Anjolie Ela Menon at Centre for Excellence on Friday. (Bhola Prasad) nSee Page 10
Fans would recognise her arresting canvases and murals anywhere, even without the distinctive Anjolie Ela Menon signature — very neat, with a dash below the last ‘n’.
Based in Delhi, Menon, a Padma Shri, first made waves in the world of art in the late 1950s. Growing from strength to strength, she is now an institution by herself.
In Jamshedpur now for the ongoing Tata Steel’s Art in Industry, Menon spoke to The Telegraph on Friday on the sidelines of her talks with budding and well-known artists.
“There is struggle if you want to be an artist. It is not easy,” said the septuagenarian.
Though her work started selling from her teens, her parents had different ambitions for her.
“My father wanted me to be a doctor and my mother pressed me for literature. But even at 13, I knew I was going to be an artist. For anyone who wants to take up art, I will say one thing. Art should not be your profession, it should be your vocation. There’s a difference between the two,” she said.
With Indian artists getting recognised abroad, many feel ‘art pays’. But Menon said there was no substitute for talent.

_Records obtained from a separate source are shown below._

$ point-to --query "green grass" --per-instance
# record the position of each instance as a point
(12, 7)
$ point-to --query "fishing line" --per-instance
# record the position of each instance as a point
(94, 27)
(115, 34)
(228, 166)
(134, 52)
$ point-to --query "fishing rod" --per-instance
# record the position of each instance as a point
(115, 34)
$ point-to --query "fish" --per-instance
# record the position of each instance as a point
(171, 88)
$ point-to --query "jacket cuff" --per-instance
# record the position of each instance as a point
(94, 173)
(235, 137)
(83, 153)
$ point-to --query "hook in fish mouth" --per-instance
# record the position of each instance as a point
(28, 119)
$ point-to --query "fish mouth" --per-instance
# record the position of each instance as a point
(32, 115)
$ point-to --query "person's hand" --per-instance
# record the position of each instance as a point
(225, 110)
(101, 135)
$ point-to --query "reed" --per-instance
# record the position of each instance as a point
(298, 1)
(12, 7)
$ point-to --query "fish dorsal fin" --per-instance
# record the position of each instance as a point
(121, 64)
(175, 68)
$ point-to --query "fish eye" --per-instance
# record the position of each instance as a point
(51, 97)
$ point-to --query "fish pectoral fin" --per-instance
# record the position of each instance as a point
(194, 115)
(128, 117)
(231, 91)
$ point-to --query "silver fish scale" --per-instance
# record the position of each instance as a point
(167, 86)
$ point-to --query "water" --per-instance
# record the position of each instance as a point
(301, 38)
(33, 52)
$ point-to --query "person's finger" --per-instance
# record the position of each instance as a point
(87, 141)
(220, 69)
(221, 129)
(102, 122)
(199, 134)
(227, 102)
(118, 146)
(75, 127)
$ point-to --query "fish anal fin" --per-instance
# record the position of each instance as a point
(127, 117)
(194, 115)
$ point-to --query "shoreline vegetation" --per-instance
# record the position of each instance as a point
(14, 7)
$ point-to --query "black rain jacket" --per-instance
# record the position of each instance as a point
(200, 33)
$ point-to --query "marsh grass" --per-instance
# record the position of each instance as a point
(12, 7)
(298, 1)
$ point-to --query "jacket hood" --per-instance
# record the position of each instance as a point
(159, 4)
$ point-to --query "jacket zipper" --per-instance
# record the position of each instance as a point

“Only the very talented should join (this field). There may be thousands but very few will make it here. Artists must have originality and be driven,” Menon told The Telegraph.
Menon studied briefly at JJ School of Art, Mumbai, and left for Europe on a scholarship from the French government in 1959. At the Ecole Nationale des Beaux Art in Paris, she began experimenting with palettes, surfaces and styles.
For more than five decades, her oil on masonite paintings and mixed-media works have been called haunting, autobiographical, subjective, interpretative, impressionistic and iconographic.
Ask her, and she refuses to be boxed in.
“We have a history but why stick to that? There are changes that we should be ready to accept,” she said.
On indigenous art forms, she spoke on the thin line between art and craft.
“Art is an exclusive and original piece, while craftspersons make the same thing again and again. For indigenous art forms to get recognition, there should be some innovation, something different than what has already been done,” she said.
On the ubiquitious art classes for children, Menon said: “Art shouldn’t be introduced to children as a hobby but as something serious. Let children be exposed to various types of painting,” she said.
On camps like Art in Industry, she had a suggestion. “I’d love to see more talks on art. Show art to people but also host seminars to stimulate thought,” she said.